Евангелие Михаила Булгакова - Александр Мирер
Шрифт:
Интервал:
Закладка:
В этом стоит разобраться. Для начала выскажу предположение, что Берлиоза совершенно не интересуют воззрения той или иной христологической школы. Для него работы Древса и Виппера — всего лишь удобный инструмент. Ведь если разобраться: в чем суть спора Воланда с Берлиозом? Ответ заранее, даже услужливо предложен Булгаковым: спор якобы идет об историчности Иисуса Христа. Одна сторона (Берлиоз) упорно говорит, что его не было, другая сторона (Воланд) столь же упорствует в противном. Но простите — это с самого начала буффонада! На стороне Бога выступает дьявол, да к тому же литературный дьявол. А по сути дела — из Воландова рассказа отнюдь не вытекает, что тот Христос, которого почитает христианская церковь, существовал. Одна серия легенд заменена другой серией, заменена с дьявольским остроумием: приняты все условия игры, выставленные противником. На Евангелия нельзя ссылаться как на исторический источник? Так и сделаем, опровергнем Евангелия… Древние мифы вас смущают? Отменим и мифы, даже еще интересней будет! Чудес, говорите, не бывает? Обойдемся без чудес. Флавий, Тацит, Филон о Христе не упоминали? Так… Но о Пилате писали? Напишем о Пилате — вот, извольте…

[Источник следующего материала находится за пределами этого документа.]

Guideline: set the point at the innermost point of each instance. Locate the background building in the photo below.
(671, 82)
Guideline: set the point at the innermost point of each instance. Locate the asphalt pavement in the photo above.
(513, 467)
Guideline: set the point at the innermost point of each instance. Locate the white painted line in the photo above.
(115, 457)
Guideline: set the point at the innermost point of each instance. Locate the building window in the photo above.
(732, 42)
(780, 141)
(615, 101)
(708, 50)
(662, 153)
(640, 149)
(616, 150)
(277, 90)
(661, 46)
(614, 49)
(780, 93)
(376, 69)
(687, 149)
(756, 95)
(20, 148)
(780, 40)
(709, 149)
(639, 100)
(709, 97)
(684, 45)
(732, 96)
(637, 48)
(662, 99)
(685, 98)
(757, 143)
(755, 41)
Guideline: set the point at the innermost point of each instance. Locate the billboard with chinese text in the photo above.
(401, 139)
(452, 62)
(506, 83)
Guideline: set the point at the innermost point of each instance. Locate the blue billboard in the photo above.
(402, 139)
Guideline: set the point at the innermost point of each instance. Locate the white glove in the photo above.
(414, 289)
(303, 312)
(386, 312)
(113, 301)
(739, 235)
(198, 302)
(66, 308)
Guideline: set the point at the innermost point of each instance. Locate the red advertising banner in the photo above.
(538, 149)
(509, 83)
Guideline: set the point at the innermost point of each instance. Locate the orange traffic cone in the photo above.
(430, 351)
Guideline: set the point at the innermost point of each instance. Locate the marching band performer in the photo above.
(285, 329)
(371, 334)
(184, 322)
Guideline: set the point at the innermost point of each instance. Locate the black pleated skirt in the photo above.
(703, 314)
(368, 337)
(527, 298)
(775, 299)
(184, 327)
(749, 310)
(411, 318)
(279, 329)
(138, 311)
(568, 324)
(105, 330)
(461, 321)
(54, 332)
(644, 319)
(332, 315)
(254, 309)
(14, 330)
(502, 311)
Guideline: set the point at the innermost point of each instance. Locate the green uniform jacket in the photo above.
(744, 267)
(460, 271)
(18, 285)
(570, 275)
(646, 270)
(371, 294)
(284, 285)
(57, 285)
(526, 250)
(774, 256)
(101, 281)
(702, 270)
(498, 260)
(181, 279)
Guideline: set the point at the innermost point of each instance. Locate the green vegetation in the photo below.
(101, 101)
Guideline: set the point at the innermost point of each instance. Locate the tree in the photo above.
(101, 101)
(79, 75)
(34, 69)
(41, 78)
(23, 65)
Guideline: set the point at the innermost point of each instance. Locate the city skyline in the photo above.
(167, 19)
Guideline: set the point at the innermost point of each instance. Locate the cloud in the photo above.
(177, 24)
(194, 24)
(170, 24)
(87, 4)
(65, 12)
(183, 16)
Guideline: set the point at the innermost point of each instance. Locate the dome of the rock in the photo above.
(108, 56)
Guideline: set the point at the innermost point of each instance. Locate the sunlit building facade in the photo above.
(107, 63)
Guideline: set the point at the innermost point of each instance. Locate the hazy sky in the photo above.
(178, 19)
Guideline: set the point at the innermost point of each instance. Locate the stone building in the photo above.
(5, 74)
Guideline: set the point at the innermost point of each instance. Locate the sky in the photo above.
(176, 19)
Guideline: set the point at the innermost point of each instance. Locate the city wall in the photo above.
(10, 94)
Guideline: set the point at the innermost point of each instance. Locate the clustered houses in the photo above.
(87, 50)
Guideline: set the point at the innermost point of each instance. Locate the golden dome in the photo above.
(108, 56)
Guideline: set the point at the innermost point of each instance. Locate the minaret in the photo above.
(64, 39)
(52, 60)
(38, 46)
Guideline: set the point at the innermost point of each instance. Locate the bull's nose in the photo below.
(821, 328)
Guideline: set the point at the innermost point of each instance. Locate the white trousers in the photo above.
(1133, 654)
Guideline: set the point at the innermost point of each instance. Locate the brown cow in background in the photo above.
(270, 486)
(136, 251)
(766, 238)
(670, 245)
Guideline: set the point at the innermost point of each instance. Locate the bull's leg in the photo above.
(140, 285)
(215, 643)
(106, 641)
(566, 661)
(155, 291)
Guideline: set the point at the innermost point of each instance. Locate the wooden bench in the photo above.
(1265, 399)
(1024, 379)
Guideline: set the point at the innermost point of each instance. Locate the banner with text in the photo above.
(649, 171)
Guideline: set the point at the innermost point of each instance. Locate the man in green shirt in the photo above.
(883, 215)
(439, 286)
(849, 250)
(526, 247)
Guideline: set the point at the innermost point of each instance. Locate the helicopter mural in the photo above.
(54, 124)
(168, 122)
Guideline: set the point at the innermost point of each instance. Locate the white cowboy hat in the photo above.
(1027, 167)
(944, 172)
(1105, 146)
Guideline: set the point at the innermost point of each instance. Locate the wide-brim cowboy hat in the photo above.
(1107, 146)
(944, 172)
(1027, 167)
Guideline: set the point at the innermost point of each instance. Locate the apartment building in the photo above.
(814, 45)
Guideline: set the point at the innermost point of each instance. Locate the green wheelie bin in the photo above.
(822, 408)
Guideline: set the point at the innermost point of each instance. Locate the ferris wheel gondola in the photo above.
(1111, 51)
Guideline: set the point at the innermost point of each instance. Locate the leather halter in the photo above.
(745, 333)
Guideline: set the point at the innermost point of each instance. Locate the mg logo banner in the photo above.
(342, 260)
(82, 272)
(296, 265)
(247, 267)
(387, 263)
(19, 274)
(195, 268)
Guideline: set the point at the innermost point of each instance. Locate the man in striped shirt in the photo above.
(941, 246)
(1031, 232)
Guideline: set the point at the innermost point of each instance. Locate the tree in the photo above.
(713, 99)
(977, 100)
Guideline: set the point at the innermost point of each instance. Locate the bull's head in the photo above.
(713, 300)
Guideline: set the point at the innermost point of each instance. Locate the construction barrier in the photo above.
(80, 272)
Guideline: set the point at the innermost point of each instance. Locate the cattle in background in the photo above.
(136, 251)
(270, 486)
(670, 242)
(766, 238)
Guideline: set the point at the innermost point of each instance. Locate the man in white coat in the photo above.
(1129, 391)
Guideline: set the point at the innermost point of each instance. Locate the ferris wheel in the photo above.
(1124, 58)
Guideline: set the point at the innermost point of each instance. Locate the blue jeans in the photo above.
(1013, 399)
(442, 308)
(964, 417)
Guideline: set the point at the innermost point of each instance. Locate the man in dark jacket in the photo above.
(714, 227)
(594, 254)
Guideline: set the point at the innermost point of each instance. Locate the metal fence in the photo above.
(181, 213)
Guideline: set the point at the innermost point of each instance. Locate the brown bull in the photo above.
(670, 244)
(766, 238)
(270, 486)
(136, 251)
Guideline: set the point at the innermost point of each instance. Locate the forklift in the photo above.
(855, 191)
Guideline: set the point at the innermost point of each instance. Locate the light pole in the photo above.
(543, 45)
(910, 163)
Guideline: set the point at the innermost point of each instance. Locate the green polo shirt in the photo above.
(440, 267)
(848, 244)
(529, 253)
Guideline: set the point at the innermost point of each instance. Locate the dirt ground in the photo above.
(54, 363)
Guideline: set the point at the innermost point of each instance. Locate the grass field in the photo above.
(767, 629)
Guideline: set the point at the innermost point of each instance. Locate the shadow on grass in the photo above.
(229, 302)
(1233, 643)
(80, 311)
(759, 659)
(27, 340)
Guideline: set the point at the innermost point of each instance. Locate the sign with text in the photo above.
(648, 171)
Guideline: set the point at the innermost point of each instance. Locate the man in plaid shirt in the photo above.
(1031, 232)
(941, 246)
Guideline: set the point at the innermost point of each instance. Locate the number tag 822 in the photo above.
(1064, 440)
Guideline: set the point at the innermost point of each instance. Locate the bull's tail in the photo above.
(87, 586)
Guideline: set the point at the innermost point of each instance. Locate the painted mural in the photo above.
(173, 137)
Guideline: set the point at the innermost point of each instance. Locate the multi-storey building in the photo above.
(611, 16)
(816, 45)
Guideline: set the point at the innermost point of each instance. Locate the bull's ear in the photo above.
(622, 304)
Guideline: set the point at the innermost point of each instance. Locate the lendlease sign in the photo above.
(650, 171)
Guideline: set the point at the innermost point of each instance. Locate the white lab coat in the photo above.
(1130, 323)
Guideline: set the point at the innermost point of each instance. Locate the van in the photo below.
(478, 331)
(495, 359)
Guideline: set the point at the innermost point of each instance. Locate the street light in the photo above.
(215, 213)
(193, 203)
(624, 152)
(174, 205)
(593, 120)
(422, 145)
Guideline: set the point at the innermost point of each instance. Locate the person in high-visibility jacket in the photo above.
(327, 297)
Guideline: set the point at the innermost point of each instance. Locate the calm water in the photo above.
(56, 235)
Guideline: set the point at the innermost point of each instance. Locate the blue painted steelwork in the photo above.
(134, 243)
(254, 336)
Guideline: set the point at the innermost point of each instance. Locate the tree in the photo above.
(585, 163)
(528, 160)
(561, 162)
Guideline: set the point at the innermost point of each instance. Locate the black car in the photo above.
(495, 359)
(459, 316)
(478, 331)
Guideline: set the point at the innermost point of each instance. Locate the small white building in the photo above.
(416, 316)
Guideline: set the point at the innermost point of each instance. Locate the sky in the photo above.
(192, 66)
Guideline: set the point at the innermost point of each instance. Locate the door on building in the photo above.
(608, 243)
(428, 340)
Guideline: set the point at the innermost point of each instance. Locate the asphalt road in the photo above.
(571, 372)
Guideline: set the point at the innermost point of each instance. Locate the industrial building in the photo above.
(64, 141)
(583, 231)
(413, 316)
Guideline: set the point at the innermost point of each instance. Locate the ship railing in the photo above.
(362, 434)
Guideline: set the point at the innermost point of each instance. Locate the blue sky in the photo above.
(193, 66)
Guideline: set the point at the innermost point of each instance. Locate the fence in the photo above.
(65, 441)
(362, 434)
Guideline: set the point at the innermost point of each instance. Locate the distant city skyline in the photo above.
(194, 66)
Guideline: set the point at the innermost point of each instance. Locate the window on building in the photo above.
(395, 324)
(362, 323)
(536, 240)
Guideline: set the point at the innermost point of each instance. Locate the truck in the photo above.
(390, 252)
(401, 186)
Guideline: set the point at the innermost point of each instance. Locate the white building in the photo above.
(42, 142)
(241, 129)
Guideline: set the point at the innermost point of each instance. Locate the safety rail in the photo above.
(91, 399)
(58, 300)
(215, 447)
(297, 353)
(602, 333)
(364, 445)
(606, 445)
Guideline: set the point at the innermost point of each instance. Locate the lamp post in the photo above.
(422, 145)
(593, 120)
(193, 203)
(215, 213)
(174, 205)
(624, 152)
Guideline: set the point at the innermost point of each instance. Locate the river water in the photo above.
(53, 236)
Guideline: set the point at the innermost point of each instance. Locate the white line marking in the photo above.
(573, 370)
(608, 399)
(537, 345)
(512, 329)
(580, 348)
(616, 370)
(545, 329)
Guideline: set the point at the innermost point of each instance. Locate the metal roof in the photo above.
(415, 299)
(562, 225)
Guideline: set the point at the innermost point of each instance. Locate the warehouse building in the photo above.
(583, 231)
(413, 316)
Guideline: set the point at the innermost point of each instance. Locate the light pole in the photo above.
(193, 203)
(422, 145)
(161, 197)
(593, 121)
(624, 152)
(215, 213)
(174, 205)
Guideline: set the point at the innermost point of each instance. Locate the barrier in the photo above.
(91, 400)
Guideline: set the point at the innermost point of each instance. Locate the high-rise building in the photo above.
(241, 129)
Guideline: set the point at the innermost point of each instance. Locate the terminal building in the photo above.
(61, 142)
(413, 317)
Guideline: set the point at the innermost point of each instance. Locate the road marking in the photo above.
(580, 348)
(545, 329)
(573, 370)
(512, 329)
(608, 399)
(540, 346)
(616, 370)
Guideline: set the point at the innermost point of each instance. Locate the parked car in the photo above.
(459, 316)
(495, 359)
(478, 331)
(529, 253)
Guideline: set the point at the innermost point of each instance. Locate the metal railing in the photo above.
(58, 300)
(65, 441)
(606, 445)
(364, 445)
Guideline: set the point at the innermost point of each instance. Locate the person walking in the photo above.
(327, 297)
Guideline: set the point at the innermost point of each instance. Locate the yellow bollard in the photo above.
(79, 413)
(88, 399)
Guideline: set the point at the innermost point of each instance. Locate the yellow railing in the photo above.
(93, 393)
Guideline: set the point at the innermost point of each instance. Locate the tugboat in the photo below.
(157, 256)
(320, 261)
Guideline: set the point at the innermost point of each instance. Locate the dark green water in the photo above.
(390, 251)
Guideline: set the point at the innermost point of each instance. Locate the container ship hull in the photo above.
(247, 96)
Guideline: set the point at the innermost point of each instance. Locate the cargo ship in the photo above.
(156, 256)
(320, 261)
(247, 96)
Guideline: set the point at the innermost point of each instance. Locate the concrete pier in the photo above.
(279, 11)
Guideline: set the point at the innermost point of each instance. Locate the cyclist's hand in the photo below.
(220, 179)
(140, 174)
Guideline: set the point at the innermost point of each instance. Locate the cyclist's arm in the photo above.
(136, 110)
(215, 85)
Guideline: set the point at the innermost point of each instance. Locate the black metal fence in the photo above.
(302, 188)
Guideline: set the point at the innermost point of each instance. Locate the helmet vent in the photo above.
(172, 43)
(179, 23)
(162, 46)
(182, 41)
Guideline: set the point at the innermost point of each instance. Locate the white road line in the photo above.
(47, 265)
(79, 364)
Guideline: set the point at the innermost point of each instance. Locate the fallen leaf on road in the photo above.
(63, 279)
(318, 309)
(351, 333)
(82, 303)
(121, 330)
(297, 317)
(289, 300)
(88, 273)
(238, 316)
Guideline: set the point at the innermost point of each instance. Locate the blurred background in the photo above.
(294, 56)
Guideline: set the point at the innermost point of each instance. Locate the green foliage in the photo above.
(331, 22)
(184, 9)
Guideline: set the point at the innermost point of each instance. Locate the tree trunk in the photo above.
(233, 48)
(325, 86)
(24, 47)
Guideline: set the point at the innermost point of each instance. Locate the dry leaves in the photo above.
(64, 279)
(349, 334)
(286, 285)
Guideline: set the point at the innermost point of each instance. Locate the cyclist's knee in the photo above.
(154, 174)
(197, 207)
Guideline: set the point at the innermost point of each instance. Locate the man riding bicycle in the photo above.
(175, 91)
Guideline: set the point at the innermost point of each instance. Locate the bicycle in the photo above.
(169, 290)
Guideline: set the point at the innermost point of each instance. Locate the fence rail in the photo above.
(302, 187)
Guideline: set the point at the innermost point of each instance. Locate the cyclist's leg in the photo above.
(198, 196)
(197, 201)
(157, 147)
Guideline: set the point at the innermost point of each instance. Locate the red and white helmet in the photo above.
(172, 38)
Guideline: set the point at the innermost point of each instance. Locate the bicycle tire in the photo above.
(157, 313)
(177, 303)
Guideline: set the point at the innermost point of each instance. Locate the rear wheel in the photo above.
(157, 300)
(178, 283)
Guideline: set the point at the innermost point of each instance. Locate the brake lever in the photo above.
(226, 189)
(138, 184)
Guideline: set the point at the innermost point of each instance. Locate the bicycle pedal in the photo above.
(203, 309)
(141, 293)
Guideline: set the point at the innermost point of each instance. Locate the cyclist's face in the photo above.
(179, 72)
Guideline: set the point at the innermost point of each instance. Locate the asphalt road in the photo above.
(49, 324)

Булгаков непоколебимо серьезен лишь в одном: идея добра — важнейшая из всех идей; начетническая непримиримость настолько отвратительна, что даже дьяволу надоела. Но это — вне рамок полемики, вернее — в ее поверхностном, очевидном слое. А глубже он работал как серьезный мыслитель, понимающий, что конфессиональную религию не следует путать ни с этикой, ни с наукой. И как пример показал, что любая интерпретация Евангелий вообще и личности Иисуса в частности может отвечать — при желании — христианской этике. Он создал нового Иисуса-Иешуа, неуязвимого для начетнической критики, которого безбожник воспринимает как человека, но верующий, в особенности современный, может воспринять и как богочеловека. Булгаков сообщил всем, кто в состоянии его понять, что в споре с верованием неприменим научный метод, неприменимы логические объяснения, разрушающие отдельные элементы веры, — в конце концов сегодня возможна вера в Бога без веры в Христа, и в Христа — без веры в Бога, и даже в сатану — без них обоих.
Здесь проходит граница между Берлиозом и мифологистами. Они были учеными, они занимались Христом как личностью, не интересуясь особенно Богом. А Берлиоза в конечном итоге занимала одна тема: доказательства несуществования Бога, тема сугубо пропагандистская.
Мифичность или историчность Иисуса из Назарета в данном случае — точка схода, модель проблемы в целом. Булгаков как бы говорит: легенду о Христе нужно и можно исследовать, как это и делали поколения ученых — исторической науке вышла немалая польза. Но доказывать верующим, что Христа не было, — бессмысленно, ибо вера опирается не на логику и разум, а на традиции.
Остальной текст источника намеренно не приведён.